Posts

Comments

Comment by Aryaman Arora (aryaman-arora) on The ‘strong’ feature hypothesis could be wrong · 2024-08-05T19:24:55.992Z · LW · GW

cf. https://arxiv.org/abs/2407.14662

Comment by Aryaman Arora (aryaman-arora) on Some common confusion about induction heads · 2023-03-29T20:19:12.585Z · LW · GW

Really nice summarisation of the confusion. Re: your point 3, this point makes "induction heads" as a class of things feel a lot less coherent :( I had also not considered that the behaviour on random sequences to show induction as a fallback--do you think there may be induction-y heads that simply don't activate on random sequences due to the out-of-distribution nature of them?

Comment by Aryaman Arora (aryaman-arora) on SolidGoldMagikarp (plus, prompt generation) · 2023-02-06T00:25:41.338Z · LW · GW

I'll just preregister that I bet these weird tokens have very large norms in the embedding space.

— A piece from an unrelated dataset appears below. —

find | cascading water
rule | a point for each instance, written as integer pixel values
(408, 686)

Comment by Aryaman Arora (aryaman-arora) on A Walkthrough of Interpretability in the Wild (w/ authors Kevin Wang, Arthur Conmy & Alexandre Variengien) · 2022-11-09T00:32:48.314Z · LW · GW

Cool that you figured that out, easily explains the high cosine similarity! It does seem to me that a large constant offset to all the embeddings is interesting, since that means GPT-Neo's later layers have to do computation taking that into account, which seems not at all like an efficient decision. I will def poke around more.

Interesting on MLP0 (I swear I use zero indexing lol just got momentarily confused)! Does that hold across the different GPT sizes?

Comment by Aryaman Arora (aryaman-arora) on A Walkthrough of Interpretability in the Wild (w/ authors Kevin Wang, Arthur Conmy & Alexandre Variengien) · 2022-11-08T20:20:21.787Z · LW · GW

I'm pretty sure! I don't think I messed up anywhere in my code (just nested for loop lol). An interesting consequence of this is that for GPT-2, applying logit lens to the embedding matrix (i.e. ) gives us a near-perfect autoencoder (the top output is the token fed in itself), but for GPT-Neo it always gets us the vector with the largest magnitude since in the dot product the cosine similarity is a useless term.

What do you mean about MLP0 being basically part of the embed btw? There is no MLP before the first attention layer right?

Comment by Aryaman Arora (aryaman-arora) on A Walkthrough of Interpretability in the Wild (w/ authors Kevin Wang, Arthur Conmy & Alexandre Variengien) · 2022-11-08T19:58:54.376Z · LW · GW

Huh interesting about the backup heads in GPT-Neo! I would not expect a dropout-less model to have that--some ideas to consider:

  • the backup heads could have other main functions but incidentally are useful for the specific task we're looking at, so they end up taking the place of the main heads
  • thinking of virtual attention heads, the computations performed are not easily interpretable at the individual head-level once you have a lot of layers, sort of like how neurons aren't interpretable in big models due to superposition

Re: GPT-Neo being weird, one of the colabs in the original logit lens post shows that logit lens is pretty decent for standard GPT-2 of varying sizes but basically useless for GPT-Neo, i.e. outputs some extremely unlikely tokens for every layer before the last one. The bigger GPT-Neos are a bit better (some layers are kinda intepretable with logit lens) but still bad. Basically, the residual stream is just in a totally wacky basis until the last layer's computations, unlike GPT-2 which shows more stability (the whole reason logit lens works).

One weird thing I noticed with GPT-Neo 125M's embedding matrix is that the input static embeddings are super concentrated in vector space, avg. pairwise cosine similarity is 0.960 compared to GPT-2 small's 0.225.

On the later layers not doing much, I saw some discussion on the EleutherAI discord that probes can recover really good logit distributions from the middle layers of the big GPT-Neo models. I haven't looked into this more myself so I don't know how it compares to GPT-2. Just seems to be an overall profoundly strange model.

Comment by Aryaman Arora (aryaman-arora) on A Walkthrough of Interpretability in the Wild (w/ authors Kevin Wang, Arthur Conmy & Alexandre Variengien) · 2022-11-08T14:54:30.338Z · LW · GW

Understand IOI in GPT-Neo: it's a same size model but does IOI via composition of MLPs

GPT-Neo might be weird because it was trained without dropout iirc. In general, it seems to be a very unusual model compared to others of its size; e.g. logit lens totally fails on it, and probing experiments find most of its later layers add very little information to its logit predictions. Relatedly, I would think dropout is responsible for backup heads existing and taking over if other heads are knocked out.